JPMorgan CEO Jamie Dimon: ‘Geopolitics is Getting Worse’
What’s happening:
JPMorgan Chase CEO Jamie Dimon issued a stark warning during a recent interview, emphasizing that global geopolitical risks are escalating, not improving.
Why it matters:
Dimon pointed to ongoing conflicts, particularly the war between Ukraine and Russia, as a significant threat to global stability. He also highlighted the potential for energy supply disruptions, noting recent attacks on crude oil tankers in the Red Sea by Yemen’s Houthi rebels.
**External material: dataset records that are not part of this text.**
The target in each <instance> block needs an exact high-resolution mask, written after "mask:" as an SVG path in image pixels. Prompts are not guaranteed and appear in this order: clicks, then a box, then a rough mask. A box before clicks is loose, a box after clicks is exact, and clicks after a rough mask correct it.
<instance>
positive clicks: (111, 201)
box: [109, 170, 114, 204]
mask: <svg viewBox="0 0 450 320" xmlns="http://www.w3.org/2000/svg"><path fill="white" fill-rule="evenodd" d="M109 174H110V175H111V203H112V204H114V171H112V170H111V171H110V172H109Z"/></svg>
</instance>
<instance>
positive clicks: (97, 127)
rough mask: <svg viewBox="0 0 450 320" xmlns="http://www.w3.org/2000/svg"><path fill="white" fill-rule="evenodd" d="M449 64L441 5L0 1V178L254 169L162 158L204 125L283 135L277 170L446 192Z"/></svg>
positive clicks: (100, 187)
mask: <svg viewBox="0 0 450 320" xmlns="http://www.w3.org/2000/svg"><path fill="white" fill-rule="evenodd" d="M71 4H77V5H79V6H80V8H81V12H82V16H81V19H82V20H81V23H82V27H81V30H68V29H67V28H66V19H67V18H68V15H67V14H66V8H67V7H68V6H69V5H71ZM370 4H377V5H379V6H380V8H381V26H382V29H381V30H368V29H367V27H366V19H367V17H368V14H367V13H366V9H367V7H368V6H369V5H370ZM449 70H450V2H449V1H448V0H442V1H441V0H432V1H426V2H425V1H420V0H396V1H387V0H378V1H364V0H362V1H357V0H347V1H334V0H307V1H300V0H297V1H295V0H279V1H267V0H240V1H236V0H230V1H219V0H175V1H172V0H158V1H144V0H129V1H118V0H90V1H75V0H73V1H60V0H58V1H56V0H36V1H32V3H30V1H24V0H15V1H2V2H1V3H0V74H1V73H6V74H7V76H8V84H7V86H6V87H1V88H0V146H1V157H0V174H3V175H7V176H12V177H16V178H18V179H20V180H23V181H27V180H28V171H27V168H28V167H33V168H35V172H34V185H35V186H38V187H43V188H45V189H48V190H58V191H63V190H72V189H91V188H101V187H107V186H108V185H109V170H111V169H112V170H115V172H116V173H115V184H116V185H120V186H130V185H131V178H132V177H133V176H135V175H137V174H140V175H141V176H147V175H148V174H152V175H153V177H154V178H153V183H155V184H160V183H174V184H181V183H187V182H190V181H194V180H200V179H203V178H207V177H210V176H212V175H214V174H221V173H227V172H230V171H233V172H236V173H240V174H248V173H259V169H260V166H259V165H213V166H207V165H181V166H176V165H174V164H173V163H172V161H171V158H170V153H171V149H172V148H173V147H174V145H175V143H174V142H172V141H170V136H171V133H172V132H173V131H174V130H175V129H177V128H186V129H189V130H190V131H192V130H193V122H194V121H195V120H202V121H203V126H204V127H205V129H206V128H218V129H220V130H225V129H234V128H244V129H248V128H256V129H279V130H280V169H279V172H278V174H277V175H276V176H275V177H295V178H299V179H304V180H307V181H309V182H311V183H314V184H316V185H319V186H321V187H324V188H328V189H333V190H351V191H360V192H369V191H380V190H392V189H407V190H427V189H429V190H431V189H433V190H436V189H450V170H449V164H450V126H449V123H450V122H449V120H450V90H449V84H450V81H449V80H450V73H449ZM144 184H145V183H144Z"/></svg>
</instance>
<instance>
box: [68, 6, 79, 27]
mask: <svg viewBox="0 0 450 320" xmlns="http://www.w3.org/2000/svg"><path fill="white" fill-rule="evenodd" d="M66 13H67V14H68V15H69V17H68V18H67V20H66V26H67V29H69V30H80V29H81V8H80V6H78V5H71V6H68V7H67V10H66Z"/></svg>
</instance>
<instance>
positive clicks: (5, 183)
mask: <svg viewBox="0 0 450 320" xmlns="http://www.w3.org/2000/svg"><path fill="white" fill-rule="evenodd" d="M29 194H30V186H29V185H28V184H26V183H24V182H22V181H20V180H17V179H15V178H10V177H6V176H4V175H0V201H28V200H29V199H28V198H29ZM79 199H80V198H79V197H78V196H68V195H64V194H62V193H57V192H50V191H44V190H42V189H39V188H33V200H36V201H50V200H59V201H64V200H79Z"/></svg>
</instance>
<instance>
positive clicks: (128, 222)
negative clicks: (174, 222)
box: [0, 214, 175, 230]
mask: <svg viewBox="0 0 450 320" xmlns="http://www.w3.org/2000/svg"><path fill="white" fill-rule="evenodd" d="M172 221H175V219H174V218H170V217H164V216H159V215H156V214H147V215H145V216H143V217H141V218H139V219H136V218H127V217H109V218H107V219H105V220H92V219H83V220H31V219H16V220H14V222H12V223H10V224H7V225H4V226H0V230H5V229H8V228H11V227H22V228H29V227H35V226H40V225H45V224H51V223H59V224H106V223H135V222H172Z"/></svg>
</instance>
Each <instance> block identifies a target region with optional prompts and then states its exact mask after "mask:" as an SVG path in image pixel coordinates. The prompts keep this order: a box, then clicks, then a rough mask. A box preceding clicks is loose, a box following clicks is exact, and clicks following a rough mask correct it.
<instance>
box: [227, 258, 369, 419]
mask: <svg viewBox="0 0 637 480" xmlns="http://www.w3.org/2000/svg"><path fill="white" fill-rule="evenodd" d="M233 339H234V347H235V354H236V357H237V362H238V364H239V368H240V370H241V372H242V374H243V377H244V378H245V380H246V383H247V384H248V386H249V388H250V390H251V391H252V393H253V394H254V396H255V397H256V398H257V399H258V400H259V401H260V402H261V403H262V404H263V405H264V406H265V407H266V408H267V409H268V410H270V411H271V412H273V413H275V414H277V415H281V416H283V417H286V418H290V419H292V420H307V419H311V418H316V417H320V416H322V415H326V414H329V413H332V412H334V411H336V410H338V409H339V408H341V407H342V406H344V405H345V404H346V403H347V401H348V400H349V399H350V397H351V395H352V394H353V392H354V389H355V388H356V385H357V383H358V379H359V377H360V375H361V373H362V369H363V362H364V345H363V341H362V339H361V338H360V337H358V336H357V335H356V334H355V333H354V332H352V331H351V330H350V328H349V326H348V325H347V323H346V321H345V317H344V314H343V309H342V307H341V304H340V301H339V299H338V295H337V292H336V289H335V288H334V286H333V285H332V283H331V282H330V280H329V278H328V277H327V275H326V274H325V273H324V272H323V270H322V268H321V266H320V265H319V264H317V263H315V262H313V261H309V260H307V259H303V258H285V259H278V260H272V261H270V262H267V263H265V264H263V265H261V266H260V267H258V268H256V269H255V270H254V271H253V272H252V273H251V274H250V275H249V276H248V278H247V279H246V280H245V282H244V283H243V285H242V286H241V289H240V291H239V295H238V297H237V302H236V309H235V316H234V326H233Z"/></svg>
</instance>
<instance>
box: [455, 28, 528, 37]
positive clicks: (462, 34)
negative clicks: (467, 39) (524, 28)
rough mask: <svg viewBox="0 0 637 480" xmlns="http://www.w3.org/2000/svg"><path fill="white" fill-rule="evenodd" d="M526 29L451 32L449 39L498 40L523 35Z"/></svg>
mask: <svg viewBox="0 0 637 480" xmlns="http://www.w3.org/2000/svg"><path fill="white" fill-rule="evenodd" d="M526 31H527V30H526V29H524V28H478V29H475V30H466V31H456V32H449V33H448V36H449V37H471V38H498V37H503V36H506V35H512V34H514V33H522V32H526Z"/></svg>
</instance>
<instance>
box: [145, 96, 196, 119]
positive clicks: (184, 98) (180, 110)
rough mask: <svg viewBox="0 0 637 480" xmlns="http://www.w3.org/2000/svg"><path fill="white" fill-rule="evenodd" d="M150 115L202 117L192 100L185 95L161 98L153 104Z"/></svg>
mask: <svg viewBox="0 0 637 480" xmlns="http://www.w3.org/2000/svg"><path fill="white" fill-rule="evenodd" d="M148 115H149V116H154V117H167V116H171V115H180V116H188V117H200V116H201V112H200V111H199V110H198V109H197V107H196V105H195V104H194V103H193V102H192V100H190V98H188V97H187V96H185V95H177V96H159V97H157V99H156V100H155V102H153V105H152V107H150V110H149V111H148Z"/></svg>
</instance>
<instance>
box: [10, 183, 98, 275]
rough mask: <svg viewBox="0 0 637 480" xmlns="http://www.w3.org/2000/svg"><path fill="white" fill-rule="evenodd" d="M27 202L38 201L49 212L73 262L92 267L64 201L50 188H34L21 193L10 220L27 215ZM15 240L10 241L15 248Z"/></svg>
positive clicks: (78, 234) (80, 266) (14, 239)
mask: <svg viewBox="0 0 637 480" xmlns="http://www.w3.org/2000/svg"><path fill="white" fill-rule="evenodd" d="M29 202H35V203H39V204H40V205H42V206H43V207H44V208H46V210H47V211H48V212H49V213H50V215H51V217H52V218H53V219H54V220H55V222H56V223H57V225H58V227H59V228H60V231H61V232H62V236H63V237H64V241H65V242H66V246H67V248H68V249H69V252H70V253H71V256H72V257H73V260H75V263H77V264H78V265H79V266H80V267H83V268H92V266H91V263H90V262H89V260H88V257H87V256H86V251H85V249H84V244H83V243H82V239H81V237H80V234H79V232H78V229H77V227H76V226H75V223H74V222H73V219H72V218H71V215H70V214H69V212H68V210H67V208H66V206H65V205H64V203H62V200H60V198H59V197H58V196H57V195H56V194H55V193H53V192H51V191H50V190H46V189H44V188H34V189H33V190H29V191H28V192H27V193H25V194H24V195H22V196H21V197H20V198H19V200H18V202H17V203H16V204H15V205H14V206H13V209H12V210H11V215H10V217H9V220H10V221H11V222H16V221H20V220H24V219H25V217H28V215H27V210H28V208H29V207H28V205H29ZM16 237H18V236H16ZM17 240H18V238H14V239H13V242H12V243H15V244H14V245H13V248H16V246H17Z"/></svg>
For Dimon, these risks outweigh concerns over inflation or a U.S. recession.
The big picture:
- Rising geopolitical risks: Dimon stressed that the world is facing increasing instability, warning of potential accidents and broader involvement in conflicts.
- Energy disruptions: Attacks on oil tankers highlight the vulnerability of global energy supplies, adding to the geopolitical challenges.
- Caution on U.S. economy: While the Federal Reserve’s recent rate cuts have buoyed markets, Dimon remains skeptical about the U.S. economy's short-term outlook.
Key quote:
“Geopolitics is getting worse, they are not getting better. There is a chance for accidents in energy supply... You have a lot of war taking place right now.” – Jamie Dimon
What’s next:
Dimon urged the U.S. to brace for a prolonged conflict in Ukraine, signaling that global instability could have lasting economic repercussions.
Bottom line:
Dimon remains cautious about global and economic stability, underscoring that worsening geopolitical risks may pose the greatest challenge in the near term, even as markets remain optimistic.
Next Week’s Key Events
Monday, Sept. 30
- No reports scheduled
Tuesday, Oct. 1
- 9:45 am: S&P Final U.S. Manufacturing PMI (Sept.)
- 10:00 am: ISM Manufacturing (Sept.)
- 10:00 am: JOLTS report (Aug.)
Wednesday, Oct. 2
- 8:15 am: ADP Employment (Sept.)
Thursday, Oct. 3
- 8:30 am: Initial Jobless Claims (Sept. 28)
- 9:45 am: S&P Final U.S. Services PMI (Sept.)
- 10:00 am: ISM Services (Sept.)
Friday, Oct. 4
- 8:30 am: Employment Situation Summary (Sept.)
IMPACT ON PRECIOUS METALS MARKETS
S&P U.S. Services & Manufacturing PMI
The PMIs provide an early snapshot of business conditions. A stronger-than-expected PMI suggests economic growth, which can bolster the U.S. dollar and hurt gold and silver prices, as they are negatively correlated with a strong dollar. Conversely, weaker PMIs signal economic contraction, increasing demand for safe-haven assets like gold and silver.
Initial Jobless Claims
An increase in jobless claims signals a weakening labor market, potentially stoking fears of economic slowdown. This could push gold and silver prices higher. Conversely, a drop in jobless claims suggests a strong economy, which may weaken demand for precious metals.
ISM Manufacturing
This report is a key indicator of manufacturing health. If the index falls below expectations, it can suggest economic weakness, which typically supports gold and silver prices as safe-haven assets.
JOLTS Report
The Job Openings and Labor Turnover Survey (JOLTS) reflects labor market tightness. A decrease in job openings could weaken confidence in the economy, encouraging more investors to move into gold and silver.
ADP Employment
ADP Employment provides an early glimpse into the labor market. A weak report may push investors toward gold and silver, betting on a dovish Fed policy response.
ISM Services
Similar to the manufacturing PMI, a weak services report could indicate a broader economic slowdown, driving demand for gold and silver as safe-haven investments.
Employment Situation Summary (Jobs Report)
This is a critical report. Weak job growth or rising unemployment could prompt expectations of more dovish Fed policies, which often supports higher gold and silver prices due to their inverse relationship with interest rates.